VA pilot tested its Daily Plan at five VA medical centers in the fall of 2007 and winter of 2008. During this initial pilot testing, VA carefully measured patient reaction to the Daily Plan. About 70 percent of them felt good about it. They reported that having a written plan made it easier for them to ask questions, and provided them with information that helped improve their care.
“We feel the Daily Plan enables patients to become members of their health care team and be actively involved in their care,” said Cheryl Mitchell, a nurse coordinator with VA’s National Center for Patient Safety. “At VA, we feel patient involvement is imperative.”
Mitchell, who in helping implement Phase Two of the Daily Plan pilot testing, said errors can be prevented when nurses and patients review the Daily Plan together.

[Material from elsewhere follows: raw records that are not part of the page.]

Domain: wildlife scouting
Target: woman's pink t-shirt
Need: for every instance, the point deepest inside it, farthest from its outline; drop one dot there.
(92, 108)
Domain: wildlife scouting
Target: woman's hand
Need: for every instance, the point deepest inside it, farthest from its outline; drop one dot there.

In one instance, for example, a patient was allergic to an antibiotic, but noticed this information wasn’t mentioned on his Daily Plan. He alerted his nurse, the matter was looked into, and the patient’s electronic medical record was promptly updated.
Beth King said preventing this kind of avoidable error “is exactly what the Daily Plan is designed to do.”
King said VA continues to make a number of improvements to the Daily Plan, based on feedback from both Veterans and nurses. These improvements include eliminating complex medical terminology, reducing the number of abbreviations, and using larger print.
As of August 2011, 53 VA hospitals are involved in Phase Two testing of the Daily Plan, and are continually providing valuable insights on how the plan can be fine-tuned even more.
“Our data from Phase Two testing is still preliminary,” King said. “But we’re confident that future data will be positive and support further deployment of The Daily Plan.”